I once watched a contractor have his best year on paper and nearly lose the business because of it. Revenue was up. His accountant called in December to tell him the company had cleared a strong profit. Then January came, payroll was due, and there wasn't enough in the account to cover it. The profit was real. The cash wasn't there. He ended up borrowing money he had technically already earned — and paying interest on it.
That gap between profit and cash is the single most important concept most business owners never get explained to them. Profit is an accounting number. It shows up on your income statement when you earn revenue and incur expenses, regardless of when money actually changes hands. Cash is what's in the bank on Friday when you have to make payroll. They are not the same thing, and the distance between them is where otherwise healthy businesses fail.
Here's where the gap lives. When you invoice a customer in December on net-30 terms, that revenue hits your profit-and-loss statement in December — but the cash doesn't arrive until late January, if you're lucky. Every dollar you've earned but haven't collected is sitting in accounts receivable, which is an asset on paper and nothing in your checking account. The same thing happens with inventory and materials you buy up front for work that hasn't been billed. The faster you grow, the worse this gets. More revenue means more money tied up in receivables and materials before customers pay you back. That's why growing companies so often hit their tightest cash crunch in their strongest years.

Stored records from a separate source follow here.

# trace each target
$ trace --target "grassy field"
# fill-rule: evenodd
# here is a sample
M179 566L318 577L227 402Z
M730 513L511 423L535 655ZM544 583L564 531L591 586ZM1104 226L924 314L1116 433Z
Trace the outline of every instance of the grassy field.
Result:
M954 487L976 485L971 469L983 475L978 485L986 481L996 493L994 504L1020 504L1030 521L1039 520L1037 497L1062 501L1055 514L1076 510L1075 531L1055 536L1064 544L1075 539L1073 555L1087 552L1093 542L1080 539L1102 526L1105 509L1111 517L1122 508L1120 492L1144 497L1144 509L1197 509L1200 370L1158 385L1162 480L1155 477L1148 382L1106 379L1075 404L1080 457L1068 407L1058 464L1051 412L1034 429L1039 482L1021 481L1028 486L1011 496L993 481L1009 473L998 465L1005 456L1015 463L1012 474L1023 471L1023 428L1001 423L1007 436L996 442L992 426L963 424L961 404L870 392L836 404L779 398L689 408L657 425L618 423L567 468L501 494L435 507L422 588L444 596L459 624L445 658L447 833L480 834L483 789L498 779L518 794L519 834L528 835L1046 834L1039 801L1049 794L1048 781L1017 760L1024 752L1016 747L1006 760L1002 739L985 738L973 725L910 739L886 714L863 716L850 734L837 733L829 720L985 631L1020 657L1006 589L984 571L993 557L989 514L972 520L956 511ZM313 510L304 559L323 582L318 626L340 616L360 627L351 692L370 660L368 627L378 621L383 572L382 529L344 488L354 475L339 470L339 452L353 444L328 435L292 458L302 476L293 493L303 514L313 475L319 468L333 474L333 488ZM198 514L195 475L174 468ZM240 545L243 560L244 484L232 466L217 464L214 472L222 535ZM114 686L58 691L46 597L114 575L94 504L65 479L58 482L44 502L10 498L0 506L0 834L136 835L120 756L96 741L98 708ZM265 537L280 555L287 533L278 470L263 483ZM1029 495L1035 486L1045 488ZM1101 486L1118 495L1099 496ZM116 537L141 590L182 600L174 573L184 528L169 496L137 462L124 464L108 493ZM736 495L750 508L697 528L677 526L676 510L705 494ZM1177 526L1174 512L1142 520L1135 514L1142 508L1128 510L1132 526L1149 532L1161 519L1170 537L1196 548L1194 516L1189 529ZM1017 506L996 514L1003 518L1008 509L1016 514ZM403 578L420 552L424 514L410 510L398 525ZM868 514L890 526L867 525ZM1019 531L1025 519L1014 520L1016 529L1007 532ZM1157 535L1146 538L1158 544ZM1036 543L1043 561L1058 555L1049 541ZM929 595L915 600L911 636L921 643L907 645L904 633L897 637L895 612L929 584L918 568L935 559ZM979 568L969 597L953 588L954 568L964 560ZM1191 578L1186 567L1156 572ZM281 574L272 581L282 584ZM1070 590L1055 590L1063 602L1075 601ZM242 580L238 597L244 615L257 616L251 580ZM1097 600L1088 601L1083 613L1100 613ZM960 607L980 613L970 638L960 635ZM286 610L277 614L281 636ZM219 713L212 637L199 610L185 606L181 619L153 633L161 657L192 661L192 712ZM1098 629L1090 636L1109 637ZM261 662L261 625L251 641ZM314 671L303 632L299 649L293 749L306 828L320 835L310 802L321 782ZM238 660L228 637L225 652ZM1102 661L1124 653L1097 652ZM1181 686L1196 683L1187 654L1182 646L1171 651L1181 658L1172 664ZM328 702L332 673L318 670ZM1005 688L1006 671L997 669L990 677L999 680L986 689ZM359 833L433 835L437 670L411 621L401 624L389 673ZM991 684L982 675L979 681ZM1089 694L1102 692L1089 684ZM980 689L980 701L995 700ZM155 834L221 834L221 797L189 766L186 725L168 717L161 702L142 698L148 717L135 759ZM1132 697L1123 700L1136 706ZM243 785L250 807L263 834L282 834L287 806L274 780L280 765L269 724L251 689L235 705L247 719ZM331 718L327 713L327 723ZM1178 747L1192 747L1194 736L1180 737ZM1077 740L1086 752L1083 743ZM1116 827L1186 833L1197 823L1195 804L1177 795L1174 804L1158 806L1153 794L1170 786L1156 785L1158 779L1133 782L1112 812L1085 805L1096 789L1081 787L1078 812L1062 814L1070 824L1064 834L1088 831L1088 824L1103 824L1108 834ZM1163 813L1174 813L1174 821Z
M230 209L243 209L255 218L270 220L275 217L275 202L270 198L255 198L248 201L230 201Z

The remedy isn't complicated, but it requires you to look at the right number. Stop reading only your income statement. Pull your cash flow statement every month and find the operating cash flow line — the cash your business actually generated from running operations. If that number is consistently positive, the business is funding itself. If it's negative while you're showing a profit, your working capital is eating your cash, and you need to know why before it becomes a payroll problem. Track the gap between your net income and your operating cash flow. When it widens, it's almost always because customers are paying slower or you're carrying more inventory. Tighten your invoicing, follow up on collections, and ask for deposits on large jobs. Profit tells you whether the work is worth doing. Cash tells you whether you'll still be in business next month. You need to manage both.